Once those ticket receipts start rolling in, Ratner will have stellar cast and crew to thank. Dante Spinotti’s cinematography injects verves of style into what could’ve been a tired genre retread, using imaginative shots to ramp up tension without undermining the movie’s light tone. As far as big-time productions go, Tower Heist is a gorgeous movie — its sweeping shots from Shaw’s penthouse are spectacular, if not more than a little jealousy inspiring. And with few exceptions, the cast fits snugly into his hyper-stylized brand of filmmaking; Eddie Murphy is spitting bullets like he hasn’t in years, Ben Stiller plays the straight man with the usual flairs of manic humor, and there’s enough comic sensibility among the others to fill in the lulls with easy laughs.

Obviously, Tower Heist is not a smart movie. It’s escapism of the highest order, a 104-minute opportunity to see a crook get his comeuppance while the working poor finally hit it big. The sad thing is, when the credits finally roll, that illusion dissolves. White-collar criminals still make clean escapes and get rewarded with seven-figure bonuses. Minimum-wage workers still get fired and struggle to pay their bills. Ratner’s made some good fun, but ultimately, it’s hard to enjoy outside of itself.

LIKE CRAZY IS not a romantic movie. It’s not about a couple falling for each other, either. It’s a brutally honest take on the damage caused by love, and what that means for two people young enough to not know it.

The trouble starts when Anna (Felicity Jones) decides to overstay her student visa to be with Jacob (Anton Yelchin) for a few months after both graduate from college. When she tries to come back to the U.S. after visiting her family in England, she’s denied by customs and has to go home. What follows is at times heart aching, cringe inducing, and painfully introspective; in short, it’s a snapshot of how goddamned much it can hurt to love someone.

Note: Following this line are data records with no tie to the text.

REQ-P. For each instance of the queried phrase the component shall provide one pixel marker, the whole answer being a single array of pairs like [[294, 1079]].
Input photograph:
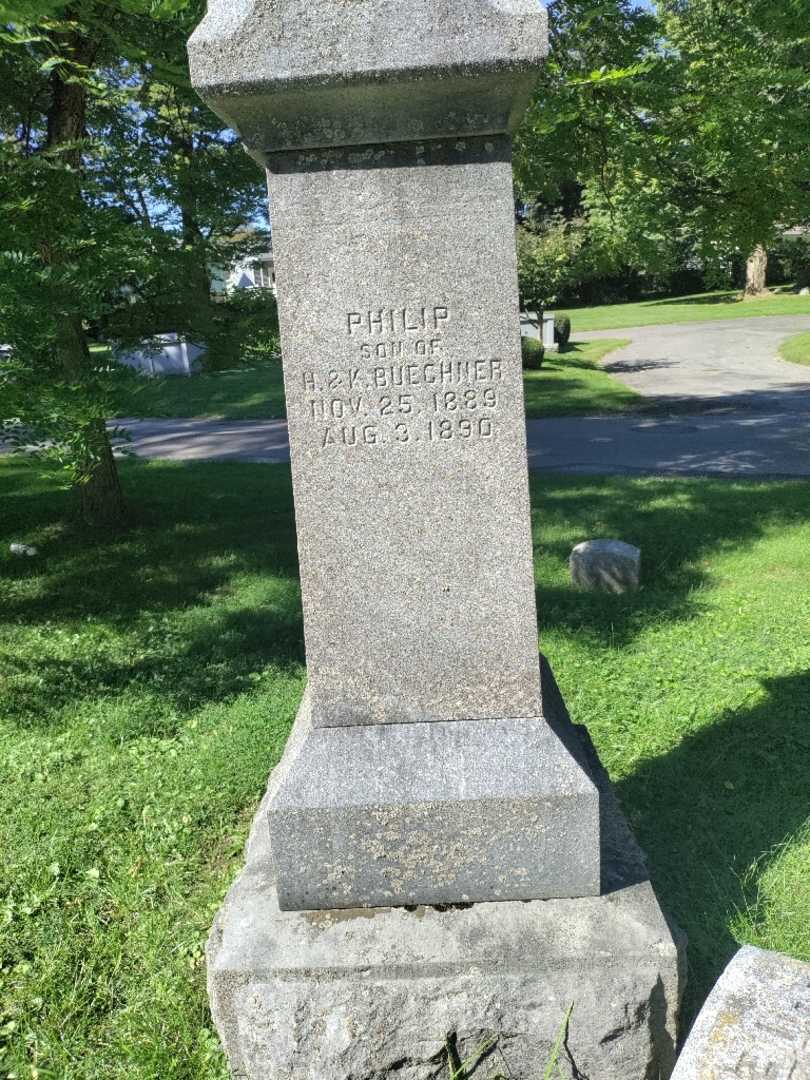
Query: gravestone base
[[396, 814], [373, 993]]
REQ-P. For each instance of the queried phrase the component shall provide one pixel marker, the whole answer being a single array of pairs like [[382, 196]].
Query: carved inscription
[[401, 385]]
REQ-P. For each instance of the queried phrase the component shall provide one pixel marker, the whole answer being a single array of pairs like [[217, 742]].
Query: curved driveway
[[721, 402], [732, 362]]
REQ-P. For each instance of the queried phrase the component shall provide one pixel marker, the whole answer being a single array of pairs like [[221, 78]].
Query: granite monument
[[430, 764]]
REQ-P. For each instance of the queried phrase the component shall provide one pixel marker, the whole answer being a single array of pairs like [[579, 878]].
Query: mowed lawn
[[255, 393], [572, 383], [149, 682], [796, 350], [700, 308], [568, 383]]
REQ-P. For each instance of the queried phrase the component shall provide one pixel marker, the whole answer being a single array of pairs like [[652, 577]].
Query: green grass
[[571, 383], [255, 393], [568, 383], [700, 308], [149, 679], [796, 350]]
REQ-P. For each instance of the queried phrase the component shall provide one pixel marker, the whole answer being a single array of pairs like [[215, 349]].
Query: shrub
[[532, 352], [562, 329], [244, 329]]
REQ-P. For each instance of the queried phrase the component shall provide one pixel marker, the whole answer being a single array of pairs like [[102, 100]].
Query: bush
[[243, 331], [562, 329], [532, 352]]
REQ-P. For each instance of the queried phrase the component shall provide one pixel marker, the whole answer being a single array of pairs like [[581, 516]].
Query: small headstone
[[610, 565], [755, 1023], [23, 550], [549, 341]]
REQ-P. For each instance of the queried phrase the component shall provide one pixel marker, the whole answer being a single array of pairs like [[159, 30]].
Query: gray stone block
[[433, 813], [291, 75], [610, 565], [372, 993], [755, 1024], [404, 391]]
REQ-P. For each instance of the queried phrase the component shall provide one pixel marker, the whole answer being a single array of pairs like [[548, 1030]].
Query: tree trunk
[[102, 499], [756, 268], [99, 487]]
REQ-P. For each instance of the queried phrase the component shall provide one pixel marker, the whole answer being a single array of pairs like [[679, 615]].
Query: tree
[[545, 258], [685, 134], [112, 196]]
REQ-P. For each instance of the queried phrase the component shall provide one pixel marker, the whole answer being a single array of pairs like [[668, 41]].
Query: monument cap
[[295, 75]]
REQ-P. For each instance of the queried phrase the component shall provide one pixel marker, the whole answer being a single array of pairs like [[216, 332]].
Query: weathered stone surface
[[611, 565], [297, 73], [394, 814], [373, 993], [755, 1024], [402, 362]]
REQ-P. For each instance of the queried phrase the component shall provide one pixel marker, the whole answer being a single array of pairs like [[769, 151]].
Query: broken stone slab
[[373, 993], [609, 565], [755, 1024]]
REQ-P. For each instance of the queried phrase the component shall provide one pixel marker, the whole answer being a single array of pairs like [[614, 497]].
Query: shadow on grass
[[186, 608], [705, 811], [677, 523]]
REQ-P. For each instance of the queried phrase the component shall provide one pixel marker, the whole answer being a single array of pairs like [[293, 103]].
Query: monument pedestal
[[432, 813], [372, 993]]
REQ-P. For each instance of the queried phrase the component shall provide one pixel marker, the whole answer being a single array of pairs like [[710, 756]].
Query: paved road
[[727, 443], [732, 362], [725, 404]]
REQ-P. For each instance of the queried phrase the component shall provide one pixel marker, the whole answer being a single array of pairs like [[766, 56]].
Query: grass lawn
[[568, 383], [149, 680], [796, 350], [700, 308], [572, 383], [255, 393]]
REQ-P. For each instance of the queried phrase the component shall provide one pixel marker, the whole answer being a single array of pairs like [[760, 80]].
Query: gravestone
[[755, 1024], [423, 768]]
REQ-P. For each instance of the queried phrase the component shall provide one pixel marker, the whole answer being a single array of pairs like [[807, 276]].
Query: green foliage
[[118, 189], [531, 352], [547, 254], [682, 137], [562, 329], [794, 253], [244, 331]]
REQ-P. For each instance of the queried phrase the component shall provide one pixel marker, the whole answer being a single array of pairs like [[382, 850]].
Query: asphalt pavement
[[719, 401]]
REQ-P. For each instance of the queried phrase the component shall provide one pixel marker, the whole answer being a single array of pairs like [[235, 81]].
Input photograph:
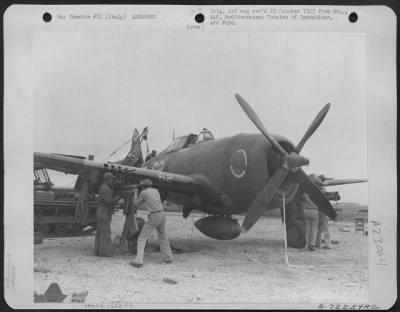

Written and directed by Drake Doremus, Like Crazy has wisdom well beyond the years of its characters — while the plot largely revolves around the obstacles in their relationship, Doremus doesn’t hesitate to show how they hurt others to be together. Anna and Jacob are not quite blinded by love, but they’re sure as hell seduced by the illusions it creates of themselves, of each other, and of their feelings.

LIKE CRAZY
starstarstarstarstar
Starring Anton Yelchin, Felicity Jones
Rated PG-13
90 Minutes

Doremus’s message, frank as it might be, doesn’t land bluntly or suddenly though. It creeps along with the movie’s improvised mumblecore style, piling higher and higher until all those nasty questions finally emerge. Is it worth it for them to be together? Do they really understand, or even see, each other? Can love heal the wounds it’s responsible for creating?

Like Crazy doesn’t answer these questions. But then again, it never had to — asking them is an answer enough.